TOKYO -- Say the words "public toilet" in most countries, and the reaction you will get is likely one of mild distaste, if not outright disgust. Less so in famously fastidious Japan, where public toilets are smartening up ahead of the Tokyo Summer Olympics.
Toll road operator Central Nippon Expressway in late December installed 20 toilets (10 in either direction) at the Ebina Service Area on the Tomei Expressway that can measure drivers' fatigue and let them know when it's time to take a break. When the person sits down, sensors in the seat take a pulse. The technology first appeared in nursing homes and hospitals.
People doing their business at the rest stop southwest of Tokyo can push a button to measure their heart rate. The "diagnosis" takes about a minute. A green screen indicates the driver is good to go. Yellow indicates the driver is "a bit tired" and should probably take a break. Red means the driver is tired and needs rest.
"It is helpful that the toilet can measure how tired I am. Maybe I need some more rest," said one 50-something driver who used the high-tech throne.
"We hope the toilets will help drivers better understand their physical condition and drive safely," said a Central Nippon Expressway representative in Yokohama.
Last August, Japanese sanitary fittings maker Toto, which is well known for its Washlet toilets, opened remodeled public restrooms near Itsukushima Shrine in Hatsukaichi, Hiroshima Prefecture.

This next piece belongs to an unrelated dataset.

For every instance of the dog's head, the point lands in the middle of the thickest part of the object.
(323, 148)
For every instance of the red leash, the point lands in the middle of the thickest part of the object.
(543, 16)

The number of toilets near the World Heritage Site was increased from four to 26, and there are toilets for children and wheelchair users. Women's stalls are more spacious, letting them wash their hands inside the stall. The toilets are also multilingual. Tourists can get directions on how to use the washing functions on a monitor inside the stall in five languages: Japanese, English, French, Chinese or Korean.
Public toilets are being spruced up to meet an expected surge in foreign visitors ahead of the Olympics. Many cities are making their facilities barrier-free in response to the government's call for improvements. Narita Airport, which serves Greater Tokyo, is spending about 5 billion yen ($45.8 million) to upgrade toilets in some 150 locations.
"Ninety-nine percent of public toilets in Japan seem to have been converted to Western-style, seated ones," said a Toto spokesperson.
Public toilets make a lasting impression. According to a survey by Toto, 73% of foreign tourists said clean public toilets improve the image of a place.
"Although public facilities are being improved, outdated toilets will dampen the image," said Atsushi Kato, chairman of Tokyo-based nonprofit group Japan Toilet Labo. The Olympics provide an extra incentive to make toilets more accessible to disabled people and overseas visitors.
Railway operators are also trying to make station lavatories more convenient. While many stations have only one large "multifunction" toilet, Tokyu, a private railway that operates in Greater Tokyo, set up two in Futako-Tamagawa Station. It has made other stalls in the station larger.
Odakyu Electric Railway has begun a service that lets passengers check which stalls are free at three busy stations -- Shinjuku, Shimokitazawa and Yamato -- using a smartphone app, a big help for those getting an urgent call from nature.
Japan's public restrooms have been upgraded in stages. Wheelchair access became common in the late 1990s. Multifunction restrooms began appearing around the turn of the century.
Easing chronic congestion at multifunction toilets is a pressing issue. These are designed to meet the needs of wheelchair users and their families, the elderly, those with special medical needs and sexual minorities. "As a result, multifunction toilets are becoming less accessible for those in need," said Kato of Japan Toilet Labo.
These toilets are crowded because they are the only ones that have tables for changing diapers and litter boxes for those with a colostomy. The Ministry of Land, Infrastructure, Transport and Tourism has responded by promoting upgrades to other types of restroom stalls.